Nirvana - or Booby's Bay as it's commonly known |
We're back in London, and the temperature's currently hovering around 87.5ºF on it's way to 90ºF (sorry, I've never understood Centigrade). I'm sitting in my cubbyhole/study at the top of the house, and despite the fact I've got an air-cooler going full blast, it is sensationally disgusting in here. The fact that I only got three-and-a-half hours' sleep last night probably isn't helping, but even if I'd slept like a log, it'd still be disgusting. The Met Office just issued a heat-wave warning (presumably because they assume we'd be too thick to notice how hot it was unless they told us) and even the TV weather folk have stopped pretending that we all love being stuck in a sauna. My heart goes out - genuinely - to all those people who are commuting in and out of London today: I used to belong to your tribe, and I feel your pain.
My wife and I spent most of last week in Cornwall. The sun blazed out of cloudless skies, the temperature never got past 80ºF, and the two beaches we visited - Constantine/Booby's Bay (once) and Trebarwith Strand (three times) - both provided delightful breezes down by the water's edge. It was perfect. Most schools hadn't broken up yet, so the beaches weren't in the least crowded; there was a jellyfish infestation, so I didn't even have to try to swim in the sea, which is always painfully cold; and there were dozens of other people's dogs to enjoy - including Murphy the deranged Tibetan Terrier, who was absolutely determined to get at our pasties.
Trebarwith is my favourite beach. When the tide's fully in, all the sand disappears, and most of the beach is only available for three hours a day (a bit more if you're prepared to get very wet). This tends to discourage sour-faced whiners and grizzlers and rubbish-strewers and footballers and transistor-radio players and the sort of mothers who scream at their children every time they approach the water - the "Kelly, you're doin' my 'ead in!" brigade. (I'll admit it - when it comes to beaches, I'm a raging snob.)

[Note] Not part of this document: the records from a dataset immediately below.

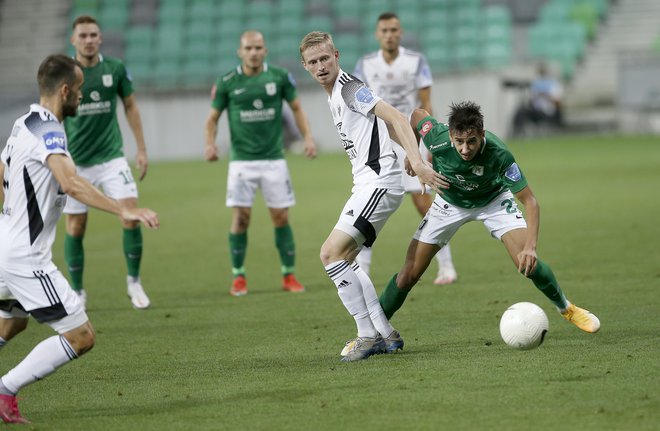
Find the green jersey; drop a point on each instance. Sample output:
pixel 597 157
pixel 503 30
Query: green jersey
pixel 476 182
pixel 93 134
pixel 254 104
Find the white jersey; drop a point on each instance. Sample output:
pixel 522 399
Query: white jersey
pixel 364 136
pixel 33 199
pixel 397 83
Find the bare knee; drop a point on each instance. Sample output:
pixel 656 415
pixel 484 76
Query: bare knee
pixel 82 339
pixel 240 220
pixel 407 278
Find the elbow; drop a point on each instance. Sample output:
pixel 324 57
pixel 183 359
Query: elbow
pixel 71 186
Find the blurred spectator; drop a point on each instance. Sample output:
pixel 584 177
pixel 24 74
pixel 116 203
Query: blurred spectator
pixel 543 107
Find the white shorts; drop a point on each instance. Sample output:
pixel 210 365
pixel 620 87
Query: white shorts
pixel 366 212
pixel 271 176
pixel 46 296
pixel 410 184
pixel 443 219
pixel 114 177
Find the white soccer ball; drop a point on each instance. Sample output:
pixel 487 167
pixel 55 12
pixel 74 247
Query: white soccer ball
pixel 523 326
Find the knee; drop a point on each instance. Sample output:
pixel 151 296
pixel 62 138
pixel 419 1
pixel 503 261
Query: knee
pixel 406 279
pixel 242 221
pixel 76 224
pixel 82 339
pixel 326 255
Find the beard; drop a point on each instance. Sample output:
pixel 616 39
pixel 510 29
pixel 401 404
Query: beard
pixel 70 108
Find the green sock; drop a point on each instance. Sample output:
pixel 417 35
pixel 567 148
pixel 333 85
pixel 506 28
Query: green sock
pixel 74 255
pixel 133 250
pixel 392 298
pixel 545 281
pixel 238 248
pixel 287 248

Trebarwith boasts many attractions; it takes about 15-20 minutes to walk from one end to the other (I'm not a big fan of lying around in the sun); you never have to pick your way through a crowd while you're walking - we visitors invariably set up camp at the back of the beach, where the rocks start; there are no pebbles whatsoever; it's dead flat; it's almost completely surrounded by cliffs (there's only one rocky way down to it); all of it is visually interesting and dramatic; if the sun's too fierce, you can escape it, because one end is permanently in shadow; there's almost no litter; the dogs are in a heart-gladdening state of constant ecstacy and they're all insanely friendly; everyone is intent on minding their own business - it's a very English sort of beach.
The sun's shing there today, it's a blissful 72º, and, oh God how I'd love to be there right now!
Very much enjoyed your post and excellent photographs.
ReplyDeleteYour post took me back to that Betjeman world:
ReplyDeleteAh! Seaweed smells from sandy caves
And thyme and mist in whiffs,
In-coming tide, Atlantic waves
Slapping the sunny cliffs,
Lark song and sea sounds in the air
And splendour, splendour everywhere.
I fellt the same way when I wrote this:
http://mellorview.wordpress.com/2011/05/25/whitsun-barley-sugars-on-the-road-to-kernow/
I really enjoyed your post, mellorview - now that all the towns have bypasses, the one bit of the journey that really brings back the past is the drive through Liittle Petherick, which still strikes fear into the hearts of first-timers. I missed out on the Cornwall experience in childhood - I was 32 when my future wife first took me there. But I've made up for it since, thanks to the generosity of two sisters-in-law who live either side of Wadebrige.
DeleteAnd I'll definitely be dipping into Betjeman's Collected Poems again tonight as a result of the beautiful lines you quoted.